Nonrandom spatial patterns are ubiquitous in ecology, and provide important information on processes structuring communities, including dispersal, competition, density-dependence and habitat associations. However, multiple processes can contribute to spatial pattern formation, and similar spatial distributions can generally be formed by different mechanisms or different combinations of mechanisms. For example, aggregation at short distances can be found both in species that disperse short distances, and in species that disperse long distances but have strong habitat associations. ,
A first step in disentangling different processes involved in pattern formation is to define the scales at which the pattern occurs, allowing us to focus on mechanisms operating at these scales. This is best done in a framework in which the spatial variation is decomposed scale by scale, enabling a clear view of how different frequencies impact the process. Spectral analysis constitutes such an approach, and the wavelet variance provides a consistent estimator of spatial variance as a function of scale.
Results/Conclusions
We analytically derive wavelet variances for multiple types of spatially explicit, individual-based models incorporating seed dispersal and density-dependent competition. We use standard statistical properties of wavelets in combination with these analytical results to estimate process parameters from observed spatial patterns. We define a likelihood function that is consistent with the process underlying the model and makes it possible to estimate the most likely parameters and their uncertainty. We demonstrate these methods with numerical examples as well as case studies of four tropical tree species on Barro Colorado Island, Panama.
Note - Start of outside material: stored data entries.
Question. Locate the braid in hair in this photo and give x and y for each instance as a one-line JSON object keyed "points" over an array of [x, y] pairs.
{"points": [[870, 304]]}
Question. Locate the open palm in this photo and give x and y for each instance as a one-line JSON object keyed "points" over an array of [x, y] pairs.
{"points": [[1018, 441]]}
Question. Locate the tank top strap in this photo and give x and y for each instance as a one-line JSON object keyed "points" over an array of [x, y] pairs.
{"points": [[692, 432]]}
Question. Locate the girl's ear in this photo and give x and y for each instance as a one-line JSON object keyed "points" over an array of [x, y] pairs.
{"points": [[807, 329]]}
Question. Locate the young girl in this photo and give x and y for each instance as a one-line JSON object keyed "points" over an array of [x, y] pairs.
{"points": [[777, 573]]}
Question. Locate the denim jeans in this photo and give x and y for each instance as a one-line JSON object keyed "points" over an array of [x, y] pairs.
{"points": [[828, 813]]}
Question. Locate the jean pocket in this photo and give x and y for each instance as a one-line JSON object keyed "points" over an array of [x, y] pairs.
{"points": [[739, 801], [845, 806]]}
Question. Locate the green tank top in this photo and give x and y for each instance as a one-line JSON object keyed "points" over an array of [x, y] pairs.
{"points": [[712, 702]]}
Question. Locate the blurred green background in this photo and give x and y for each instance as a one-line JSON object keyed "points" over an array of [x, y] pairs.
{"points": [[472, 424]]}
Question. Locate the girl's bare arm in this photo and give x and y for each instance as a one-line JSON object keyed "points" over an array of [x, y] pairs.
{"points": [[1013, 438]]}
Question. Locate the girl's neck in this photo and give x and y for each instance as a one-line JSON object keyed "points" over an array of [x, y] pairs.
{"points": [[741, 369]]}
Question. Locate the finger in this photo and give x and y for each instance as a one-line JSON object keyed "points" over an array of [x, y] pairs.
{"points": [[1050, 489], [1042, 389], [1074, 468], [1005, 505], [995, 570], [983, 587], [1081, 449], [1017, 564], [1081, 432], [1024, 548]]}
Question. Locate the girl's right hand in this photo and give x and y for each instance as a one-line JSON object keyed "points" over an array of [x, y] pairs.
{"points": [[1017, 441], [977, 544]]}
The numerical examples show that minimally biased estimates of the parameters and their uncertainty can be recovered using maximum likelihood methods. For large sample sizes, the likelihood approaches a multivariate normal distribution (MVN) with known covariance matrix. For small sample sizes the likelihood can still be approximated by a MVN, but the covariance matrix (and thus parameter uncertainties) can only be determined with stochastic simulations.
Application to a real case study of tropical species reveals that models were able to describe the basic features of the observed wavelet variance. The methods presented here constitute a powerful new tool for ecologists to investigate and derive information about spatial processes from static spatial patterns.